Sen. Zorn, Miss Michigan introduce bill to help children with hearing loss

LANSING—Sen. Dale Zorn and Miss Michigan KT Maviglia announced legislation on Wednesday to help ensure all Michigan children up to age 21 can get necessary hearing devices.

“It was an honor to have Miss Michigan KT Maviglia of Dundee at the Capitol to raise awareness of hearing loss among children and help launch our effort to ensure they can get a life-changing hearing device,” said Zorn, R-Ida. “It is estimated that 30 of every 1,000 students are struggling with hearing impairment, and even a mild hearing loss can cause a student to miss as much as half of classroom discussion and instruction. This measure is about ensuring that all Michigan students have the opportunity to achieve their full potential in school and in life.”

Under Zorn’s legislation, hearing aids would be required to be covered under a child’s health insurance. The coverage would give a child new hearing devices for both ears at least every three years until they turn age 21.

Maviglia was crowned Miss Michigan in 2014 with a platform focused on advocating for children with hearing loss and later founded the KT Maviglia Fund for Hearing.
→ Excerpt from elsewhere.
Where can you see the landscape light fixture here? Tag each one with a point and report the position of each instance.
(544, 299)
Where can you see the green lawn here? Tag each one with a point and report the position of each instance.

She was diagnosed with sensorineural hearing loss at age nine and has two hearing aids.

“The cost of a hearing aid should never be a factor in a child’s education, and it is my hope that with this bill, no other children will have to go through the same struggle I did,” Maviglia said. “With each year that students cannot afford a hearing device, they fall farther and farther behind and have to work twice as hard to make up for their impairments. I am pleased to work with Senator Zorn on this legislation to help Michigan students reach their dreams.”

Zorn said that providing hearing assistance is the right thing to do and also the financially responsible way to address this issue.

“Research shows that early intervention can allow a child to maximize their language and speech and provide a lifetime savings of about $1 million per person,” Zorn said. “Hearing aids can be expensive, but the cost of inaction to our society, our schools and especially to our children is much more.”